La crise humanitaire provoquée par la sécheresse et les combats en Somalie fait affluer quotidiennement 1400 personnes supplémentaires à Dadaab, le plus grand camp de réfugiés au monde, qui accueille aujourd'hui plus de 380 000 personnes alors qu'il a été construit en 1991 pour en héberger 90 000.

Le Haut Commissariat des Nations unies pour les réfugiés a obtenu en 2009 du Kenya l'autorisation d'édifier un camp supplémentaire, Ifo II, d'une capacité de 40 000 places, dont la construction a été achevée fin 2010, mais les autorités kényanes ont refusé à ce jour d'en ouvrir les portes.

Le Kenya a appelé en avril le HCR à installer en Somalie même des camps pour réfugiés, faisant valoir que ses capacités d'accueil étaient depuis longtemps dépassées, invoquant des questions de sécurité et soulignant que l'afflux de réfugiés somaliens créait de plus en plus de frictions avec les populations kényanes des environs de Dadaab, qui vivent également dans le plus grand dénuement.

Oxfam appelle la communauté internationale à aider davantage le Kenya à prendre en charge l'afflux croissant de réfugiés somaliens.

À défaut de pouvoir s'installer dans ce nouveau camp pourvu de capacités sanitaires, de système de distribution d'eau et de latrines, «60 000 nouveaux arrivants sont contraints de s'abriter dans des tentes rudimentaires hors des limites du camp, avec un accès réduit à une eau propre et à des toilettes», relève Oxfam.

«Il est tragique de voir des familles vulnérables prises au piège, obligées de subir des conditions de vie effrayantes, alors qu'il y a des installations fonctionnant parfaitement juste à côté», a affirmé Joos Van der Lest, responsable d'Oxfam au Kenya.

L'actrice américaine Kristin Davis, «ambassadrice» d'Oxfam rendue célèbre pour son rôle dans la série télévisée Sex and the City, a visité de son côté samedi le camp de Dadaab, a indiqué lundi Oxfam.

«J'ai été choquée de voir ce que les gens ici ont dû subir.
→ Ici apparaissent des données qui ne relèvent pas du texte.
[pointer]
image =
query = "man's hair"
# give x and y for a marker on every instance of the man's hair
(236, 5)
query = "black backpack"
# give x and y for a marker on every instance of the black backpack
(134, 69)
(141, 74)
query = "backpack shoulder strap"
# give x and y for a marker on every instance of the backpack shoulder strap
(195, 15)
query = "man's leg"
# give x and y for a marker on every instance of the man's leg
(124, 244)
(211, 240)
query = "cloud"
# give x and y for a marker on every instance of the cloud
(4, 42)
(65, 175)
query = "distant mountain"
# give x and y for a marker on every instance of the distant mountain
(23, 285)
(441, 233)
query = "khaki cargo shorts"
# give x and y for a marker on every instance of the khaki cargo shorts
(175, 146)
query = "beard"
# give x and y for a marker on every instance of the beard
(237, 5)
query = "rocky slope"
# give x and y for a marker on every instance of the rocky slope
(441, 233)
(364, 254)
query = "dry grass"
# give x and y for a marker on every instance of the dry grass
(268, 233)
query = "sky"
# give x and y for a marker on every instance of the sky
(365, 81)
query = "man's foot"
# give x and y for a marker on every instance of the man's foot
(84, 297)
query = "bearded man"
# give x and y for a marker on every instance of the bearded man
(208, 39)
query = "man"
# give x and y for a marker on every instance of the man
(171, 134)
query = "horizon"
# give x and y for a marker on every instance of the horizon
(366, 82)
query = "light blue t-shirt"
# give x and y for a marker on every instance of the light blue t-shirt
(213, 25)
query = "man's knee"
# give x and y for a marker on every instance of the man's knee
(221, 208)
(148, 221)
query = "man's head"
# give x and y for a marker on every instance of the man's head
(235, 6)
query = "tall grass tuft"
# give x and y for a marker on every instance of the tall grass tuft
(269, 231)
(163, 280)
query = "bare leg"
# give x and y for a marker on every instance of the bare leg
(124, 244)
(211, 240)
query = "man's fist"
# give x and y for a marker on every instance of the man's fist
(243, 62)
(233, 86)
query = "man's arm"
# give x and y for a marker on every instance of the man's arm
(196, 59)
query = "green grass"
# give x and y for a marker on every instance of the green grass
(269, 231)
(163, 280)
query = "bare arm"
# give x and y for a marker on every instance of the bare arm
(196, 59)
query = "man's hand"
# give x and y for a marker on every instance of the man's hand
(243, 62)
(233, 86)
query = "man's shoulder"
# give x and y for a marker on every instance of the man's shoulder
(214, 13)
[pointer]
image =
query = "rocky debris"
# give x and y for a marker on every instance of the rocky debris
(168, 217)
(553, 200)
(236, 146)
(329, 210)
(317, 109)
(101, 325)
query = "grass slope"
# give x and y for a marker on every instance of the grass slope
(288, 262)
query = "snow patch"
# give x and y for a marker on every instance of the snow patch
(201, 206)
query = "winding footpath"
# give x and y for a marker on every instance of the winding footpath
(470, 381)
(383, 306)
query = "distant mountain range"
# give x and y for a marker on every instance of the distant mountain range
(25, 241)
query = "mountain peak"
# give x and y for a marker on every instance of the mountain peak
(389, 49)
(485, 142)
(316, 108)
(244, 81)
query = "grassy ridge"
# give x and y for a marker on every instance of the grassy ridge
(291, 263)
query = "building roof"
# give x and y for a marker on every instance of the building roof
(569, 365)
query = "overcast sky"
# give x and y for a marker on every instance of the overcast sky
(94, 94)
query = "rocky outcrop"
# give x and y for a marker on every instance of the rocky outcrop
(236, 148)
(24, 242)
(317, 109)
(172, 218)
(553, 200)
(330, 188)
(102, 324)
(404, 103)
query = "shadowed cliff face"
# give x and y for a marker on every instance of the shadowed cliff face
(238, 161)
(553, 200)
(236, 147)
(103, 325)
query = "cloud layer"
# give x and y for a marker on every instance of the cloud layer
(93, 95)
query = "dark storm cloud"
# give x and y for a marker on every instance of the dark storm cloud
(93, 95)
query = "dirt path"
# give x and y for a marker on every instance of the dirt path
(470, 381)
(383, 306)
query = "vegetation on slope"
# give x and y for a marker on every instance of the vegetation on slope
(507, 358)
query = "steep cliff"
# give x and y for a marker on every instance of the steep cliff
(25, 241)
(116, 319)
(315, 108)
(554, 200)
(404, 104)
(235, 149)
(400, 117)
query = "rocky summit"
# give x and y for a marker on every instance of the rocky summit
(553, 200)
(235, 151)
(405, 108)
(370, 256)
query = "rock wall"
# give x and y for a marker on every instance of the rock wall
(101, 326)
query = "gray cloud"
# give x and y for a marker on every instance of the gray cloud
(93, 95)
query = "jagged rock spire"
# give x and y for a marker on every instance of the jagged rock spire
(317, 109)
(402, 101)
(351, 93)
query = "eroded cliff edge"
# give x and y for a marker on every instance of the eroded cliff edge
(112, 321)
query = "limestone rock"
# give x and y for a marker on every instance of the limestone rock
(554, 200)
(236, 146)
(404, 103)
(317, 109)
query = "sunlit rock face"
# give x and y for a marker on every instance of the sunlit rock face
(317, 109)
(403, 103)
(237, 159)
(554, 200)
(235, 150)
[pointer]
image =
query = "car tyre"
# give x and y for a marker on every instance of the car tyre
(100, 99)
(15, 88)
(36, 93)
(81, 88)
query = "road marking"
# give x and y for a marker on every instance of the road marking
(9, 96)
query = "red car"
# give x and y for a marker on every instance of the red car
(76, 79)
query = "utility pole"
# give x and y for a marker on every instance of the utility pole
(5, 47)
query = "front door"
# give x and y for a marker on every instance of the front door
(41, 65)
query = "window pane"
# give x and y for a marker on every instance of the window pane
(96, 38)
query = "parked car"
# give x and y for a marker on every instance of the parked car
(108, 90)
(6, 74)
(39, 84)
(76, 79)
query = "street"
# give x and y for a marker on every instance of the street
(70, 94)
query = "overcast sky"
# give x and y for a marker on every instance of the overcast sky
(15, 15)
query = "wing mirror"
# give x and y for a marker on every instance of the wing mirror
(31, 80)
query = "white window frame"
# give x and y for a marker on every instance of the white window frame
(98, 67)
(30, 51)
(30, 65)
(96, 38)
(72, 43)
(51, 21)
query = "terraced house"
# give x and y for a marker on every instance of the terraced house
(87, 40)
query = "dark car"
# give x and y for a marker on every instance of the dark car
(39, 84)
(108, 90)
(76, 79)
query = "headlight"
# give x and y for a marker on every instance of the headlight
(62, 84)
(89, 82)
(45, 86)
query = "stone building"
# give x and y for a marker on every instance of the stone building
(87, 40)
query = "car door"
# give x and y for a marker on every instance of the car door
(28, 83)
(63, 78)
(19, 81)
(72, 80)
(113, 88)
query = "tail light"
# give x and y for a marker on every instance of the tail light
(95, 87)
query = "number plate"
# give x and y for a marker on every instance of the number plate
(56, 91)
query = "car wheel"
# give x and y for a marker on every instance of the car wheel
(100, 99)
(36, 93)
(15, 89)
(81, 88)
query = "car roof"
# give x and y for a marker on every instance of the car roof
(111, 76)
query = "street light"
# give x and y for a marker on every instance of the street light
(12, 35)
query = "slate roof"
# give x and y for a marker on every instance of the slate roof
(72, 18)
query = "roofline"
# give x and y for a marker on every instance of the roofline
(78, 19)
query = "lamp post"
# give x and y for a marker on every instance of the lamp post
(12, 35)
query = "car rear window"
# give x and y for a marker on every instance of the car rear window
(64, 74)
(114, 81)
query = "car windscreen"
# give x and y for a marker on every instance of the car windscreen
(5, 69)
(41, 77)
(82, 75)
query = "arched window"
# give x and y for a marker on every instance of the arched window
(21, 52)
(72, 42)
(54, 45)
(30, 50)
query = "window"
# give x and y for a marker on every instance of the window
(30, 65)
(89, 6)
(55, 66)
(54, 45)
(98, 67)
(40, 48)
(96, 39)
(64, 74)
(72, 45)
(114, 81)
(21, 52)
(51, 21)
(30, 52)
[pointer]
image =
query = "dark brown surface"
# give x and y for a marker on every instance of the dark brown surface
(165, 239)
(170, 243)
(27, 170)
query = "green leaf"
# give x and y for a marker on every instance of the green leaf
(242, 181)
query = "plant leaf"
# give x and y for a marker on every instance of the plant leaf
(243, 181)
J'ai parlé à des femmes qui ont marché pendant 20 jours à travers le désert, dont les enfants mouraient en chemin, pour arriver ici et se rendre compte qu'il y a à peine assez d'eau et de nourriture», a déclaré la comédienne, citée par Oxfam.

«Nous ne pouvons permettre ce genre de choses à notre époque», a poursuivi Kristin Davis, lançant un appel aux dons.

L'Éthiopie  a besoin de 400 millions

L'Éthiopie a annoncé lundi avoir besoin de près de 400 millions de dollars d'aide alimentaire pour lutter contre la pire sécheresse qui frappe la Corne de l'Afrique depuis soixante ans.

«On estime qu'un total de 4,5 millions de personnes vont avoir besoin d'une aide humanitaire pendant le reste de l'année, de juillet à décembre», a déclaré le ministre de l'Agriculture Mitiku Kassa à la presse.

Il a chiffré cette aide à 398 millions de dollars.

Le nombre de gens concernés est en hausse de 40% sur la précédente estimation publiée en avril.

Le problème en Éthiopie est aggravé par un afflux de réfugiés de Somalie, voulant échapper également à la guerre.